For tests performed at temperatures around 40–70% of the melting point (1290–1350 °C) under intermediate or high stress levels, the n values larger than three and the activation energy for creep (Qc) values near the core diffusion activation energy (Q_(core)) suggest that the dominant creep mechanism is the dislocation creep according to Evans and Wilshire [38]. The values of n = 11.76 and Qc = 407 kJ/mol found in this work agree with these conditions.

Caliari et al. [41] also suggested that the creep mechanism of Inconel 718 that was double aged and tested at 650–700 °C and 510–700 MPa is controlled by the interaction of dislocations with the precipitates. Rodriguez et al. [42] found for cyromilled Inconel 625 alloy tested at 650 °C and 207 MPa a value of activation energy for creep of 385 kJ/mol. The fact of this value exceeds the value of the activation energy for self-diffusion in Ni, that is, 287 kJ/mol, was explained by the deformation during the creep of the second phase particles in the matrix. Sun et al. [43] attributed the formation of α-Cr precipitation in a Ni-Fe-based alloy as obstacles to the dislocation motions during the creep process.
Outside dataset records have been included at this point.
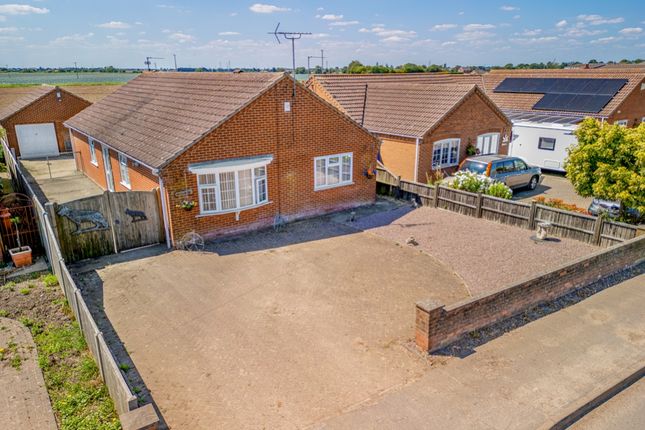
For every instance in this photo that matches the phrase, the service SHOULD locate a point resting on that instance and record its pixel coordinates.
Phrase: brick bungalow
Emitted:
(426, 121)
(243, 147)
(34, 121)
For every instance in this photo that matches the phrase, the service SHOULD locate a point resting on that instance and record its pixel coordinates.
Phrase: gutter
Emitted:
(164, 210)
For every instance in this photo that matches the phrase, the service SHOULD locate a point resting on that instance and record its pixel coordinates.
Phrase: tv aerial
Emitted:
(292, 36)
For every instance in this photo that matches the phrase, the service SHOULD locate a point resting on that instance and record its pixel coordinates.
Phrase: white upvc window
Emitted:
(92, 151)
(232, 190)
(333, 170)
(123, 168)
(445, 153)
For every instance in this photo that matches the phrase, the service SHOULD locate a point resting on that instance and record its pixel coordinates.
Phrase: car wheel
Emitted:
(533, 183)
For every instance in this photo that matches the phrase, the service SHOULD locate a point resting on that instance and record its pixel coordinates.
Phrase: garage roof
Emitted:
(28, 97)
(156, 116)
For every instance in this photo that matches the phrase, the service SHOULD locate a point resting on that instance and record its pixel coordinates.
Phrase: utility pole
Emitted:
(292, 36)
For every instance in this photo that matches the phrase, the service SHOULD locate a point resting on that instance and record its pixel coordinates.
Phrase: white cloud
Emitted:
(443, 27)
(76, 38)
(267, 8)
(478, 27)
(115, 25)
(331, 17)
(21, 9)
(599, 20)
(343, 23)
(631, 30)
(181, 37)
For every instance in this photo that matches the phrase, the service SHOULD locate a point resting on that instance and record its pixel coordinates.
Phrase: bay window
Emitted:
(445, 153)
(333, 170)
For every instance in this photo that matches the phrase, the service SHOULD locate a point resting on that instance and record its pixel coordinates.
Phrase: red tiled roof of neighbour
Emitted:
(525, 102)
(156, 116)
(26, 97)
(412, 109)
(349, 89)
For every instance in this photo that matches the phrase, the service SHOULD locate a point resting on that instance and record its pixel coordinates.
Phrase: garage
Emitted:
(37, 140)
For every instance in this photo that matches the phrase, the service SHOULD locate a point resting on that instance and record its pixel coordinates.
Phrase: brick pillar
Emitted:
(428, 314)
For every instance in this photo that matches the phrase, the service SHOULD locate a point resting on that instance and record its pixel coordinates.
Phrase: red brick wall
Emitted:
(141, 177)
(45, 110)
(473, 117)
(632, 109)
(312, 128)
(438, 325)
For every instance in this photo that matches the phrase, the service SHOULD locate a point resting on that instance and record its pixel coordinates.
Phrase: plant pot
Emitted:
(21, 256)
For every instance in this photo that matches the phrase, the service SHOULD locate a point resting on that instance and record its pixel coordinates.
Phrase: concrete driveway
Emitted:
(58, 180)
(554, 186)
(271, 330)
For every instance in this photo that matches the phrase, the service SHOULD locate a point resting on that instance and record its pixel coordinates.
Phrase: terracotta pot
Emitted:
(21, 256)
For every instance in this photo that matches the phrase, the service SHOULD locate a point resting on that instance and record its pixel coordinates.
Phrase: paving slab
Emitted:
(24, 402)
(525, 378)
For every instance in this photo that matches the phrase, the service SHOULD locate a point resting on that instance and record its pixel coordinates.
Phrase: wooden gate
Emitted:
(108, 223)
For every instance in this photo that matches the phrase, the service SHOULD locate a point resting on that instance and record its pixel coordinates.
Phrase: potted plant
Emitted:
(21, 256)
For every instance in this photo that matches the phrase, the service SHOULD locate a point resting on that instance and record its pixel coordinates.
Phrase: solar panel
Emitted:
(589, 103)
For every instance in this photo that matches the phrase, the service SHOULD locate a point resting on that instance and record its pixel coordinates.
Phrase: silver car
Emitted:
(512, 171)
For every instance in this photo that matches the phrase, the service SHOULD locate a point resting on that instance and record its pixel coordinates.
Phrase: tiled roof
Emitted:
(26, 97)
(411, 109)
(349, 90)
(156, 116)
(525, 102)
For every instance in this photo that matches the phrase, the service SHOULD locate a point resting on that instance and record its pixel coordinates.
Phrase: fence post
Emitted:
(597, 230)
(532, 215)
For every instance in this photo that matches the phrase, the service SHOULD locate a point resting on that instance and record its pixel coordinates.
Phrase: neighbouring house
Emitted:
(546, 106)
(34, 120)
(247, 149)
(427, 121)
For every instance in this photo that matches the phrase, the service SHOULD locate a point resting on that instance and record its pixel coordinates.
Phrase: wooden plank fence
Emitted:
(573, 225)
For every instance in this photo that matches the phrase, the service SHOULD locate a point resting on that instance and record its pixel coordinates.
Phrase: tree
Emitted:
(609, 163)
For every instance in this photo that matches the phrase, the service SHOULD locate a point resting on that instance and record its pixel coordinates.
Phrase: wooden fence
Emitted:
(573, 225)
(123, 398)
(108, 223)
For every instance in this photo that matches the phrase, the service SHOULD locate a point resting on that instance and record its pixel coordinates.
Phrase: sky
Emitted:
(57, 33)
Moreover, an increase in the Inconel 617 creep resistance at temperatures near 800 °C was attributed to solution strengthening caused by the addition of cobalt and molybdenum and the precipitation strengthening of M₂₃C₆ carbides [15].

In order to understand the effect mechanism of the PLC, several methods can be used to calculate the activation energy of the serrated flow [4,14]. The amount of activation energy can vary greatly depending on the method used to evaluate it. Moreover, these values are altered with the strain rate and the temperature, which could notably influence the serrated flow activation energy. Therefore, it is difficult to make any association related to these values.

4. Conclusions

The study of the mechanical behavior of Inconel 625 at elevated temperatures allowed us to conclude that:

• The yield strength values show an anomalous behavior as a function of the temperature. From the room temperature until around 600 °C, there occurs a decrease in the yield strength and a slight increase up to 700 °C, decreasing sharply at temperatures above 700 °C. In relation to the elongation, an anomaly is also present, with a significant decrease in the elongation at temperatures close to 600 °C.
• In the tensile tests performed at temperatures between 200 and 700 °C, it was possible to observe a serrated curve in the region of plastic deformation in the stress-strain curves. The stress-strain curve at 200 °C showed an A-type serration, while in the test temperature range around 400 and 700 °C it was observed that there was a B-type serration. In the tensile tests at 300 °C, a transition appears to occur, with a serrated A + B-type.
• In all specimens in which the Portevin-Le Chatelier effect was observed on the stress-strain curve (serrated) it can be noted that the fracture occurred on a macroscopic plane inclined at 45° to the tensile axis.
• An intergranular cracking was observed in the specimen tensile tested at 500 °C which can be attributed to the decohesion of the carbides along the grain boundaries. The fracture surface of the specimen tensile tested at 700 °C showed the predominance of transgranular cracking with tear dimples with a parabolic shape. Several slip lines can be seen inside the grains and the presence of carbides along the grain boundaries.
• The values of n = 11.76 and Qc = 407 kJ/mol found in this work suggest that the dominant mechanism is dislocation creep. This significantly higher value of the activation energy was attributed to a high driving force, and the solute stops the grain boundary migration process operating within the alloy and may be related to the DSA effect present in Inconel 625.